From the supplement to the 2018 paper, we note that the reviewer demographics were 62% Asian, 38% white with zero black or hispanic reviewers. I don't know how that matches the panels that handle NCI applications but I would expect some minimal black/hispanic representation and a lot lower Asian representation to match my review panel experiences. The panels were also 24% female which seems to match with my memory of NIH stats for review running under 1/3 women.
There were 17% of reviewers at assistant professor rank. This is definitely a divergence from CSR practice. The only data I saw right around the time of Scarpa's great Purge of Assistant Professors suggested a peak of 10% of reviewers. Given the way ad hoc / empaneled reviewer loads work, I think we can conclude that way fewer than 10% of reviews were coming from Assistant Professors. As you know, we are now a decade past the start of the purge and these numbers have to be lower. So the panel demographics are not similar.
N.b., The 2017 papers says they surveyed the reviewers on similarity to genuine NIH review experience but I can't find anywhere it states the amount of review experience for the subjects. Similarly, while they all had to have been awarded at least one R01, we don't know anything about their experiences as applicants. Might be relevant. A missed opportunity would seem to be the opportunity to test reviewer demographics in the 2017 paper which covers more about the process of review, calibration of scoring, agreement after discussion, etc.

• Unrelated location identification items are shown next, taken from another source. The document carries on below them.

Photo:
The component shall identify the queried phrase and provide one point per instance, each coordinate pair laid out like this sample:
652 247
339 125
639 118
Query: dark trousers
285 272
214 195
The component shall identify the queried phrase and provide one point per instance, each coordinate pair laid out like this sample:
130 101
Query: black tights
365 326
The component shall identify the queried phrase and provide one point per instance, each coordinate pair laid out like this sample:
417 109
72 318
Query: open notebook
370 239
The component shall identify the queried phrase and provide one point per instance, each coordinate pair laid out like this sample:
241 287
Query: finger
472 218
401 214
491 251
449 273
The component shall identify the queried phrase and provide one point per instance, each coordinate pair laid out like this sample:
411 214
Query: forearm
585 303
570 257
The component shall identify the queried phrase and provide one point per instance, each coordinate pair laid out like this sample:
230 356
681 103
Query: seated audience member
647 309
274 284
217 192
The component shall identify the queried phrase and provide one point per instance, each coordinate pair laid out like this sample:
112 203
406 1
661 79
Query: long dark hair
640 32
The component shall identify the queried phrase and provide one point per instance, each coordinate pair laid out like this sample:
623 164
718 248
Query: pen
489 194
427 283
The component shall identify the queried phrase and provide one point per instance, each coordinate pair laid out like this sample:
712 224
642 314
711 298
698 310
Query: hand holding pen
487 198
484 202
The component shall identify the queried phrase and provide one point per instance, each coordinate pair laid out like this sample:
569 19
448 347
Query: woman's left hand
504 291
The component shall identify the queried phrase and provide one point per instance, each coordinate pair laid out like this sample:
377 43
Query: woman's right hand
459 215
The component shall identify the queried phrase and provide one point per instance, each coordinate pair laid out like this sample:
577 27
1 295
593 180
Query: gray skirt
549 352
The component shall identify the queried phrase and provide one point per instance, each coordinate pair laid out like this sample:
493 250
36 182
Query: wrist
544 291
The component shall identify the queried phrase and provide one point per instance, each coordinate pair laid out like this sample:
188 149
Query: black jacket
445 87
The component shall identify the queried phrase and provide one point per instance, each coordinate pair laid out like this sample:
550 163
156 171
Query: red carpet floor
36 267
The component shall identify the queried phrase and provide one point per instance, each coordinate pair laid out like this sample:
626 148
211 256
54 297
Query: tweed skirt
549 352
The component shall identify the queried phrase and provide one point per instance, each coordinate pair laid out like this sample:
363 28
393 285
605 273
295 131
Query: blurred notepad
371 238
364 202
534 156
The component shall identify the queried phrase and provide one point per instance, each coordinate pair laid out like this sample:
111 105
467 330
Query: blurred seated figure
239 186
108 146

The paper(s) also says that they tried to de-identify the applicants.
All applications were deidentified, meaning the names of the PIs, any co-investigators, and any other research personnel were replaced with pseudonyms. We selected pseudonyms using public databases of names that preserved the original gender, nationality, and relative frequency across national populations of the original names. All identifying information, including institutional addresses, email addresses, phone numbers, and hand-written signatures were similarly anonymized and re-identified as well.
I am still looking but I cannot find any reference to any attempt of the authors to validate whether the blinding worked. Which is in and of itself a fascinating question. But for the purposes of the "replication" of NIH peer review we must recognize that Investigator and Environment are two of five formally co-equal scoring criteria. We know that the NIH data show poor correlation of Investigator and Environment criterion scores with overall voted impact score (Approach and Significance are the better predictors), but these are still scoring criteria. How can this study attempt to delete two of these and then purport to be replicating the process? It is like they intentionally set out to throw noise into the system.
I don't think the review panels triaged any of the 25 proposals. The vast majority of NIH review involves triage of the bottom ~half of the assigned proposals. Reviewers know this when they are doing their preliminary reading and scoring.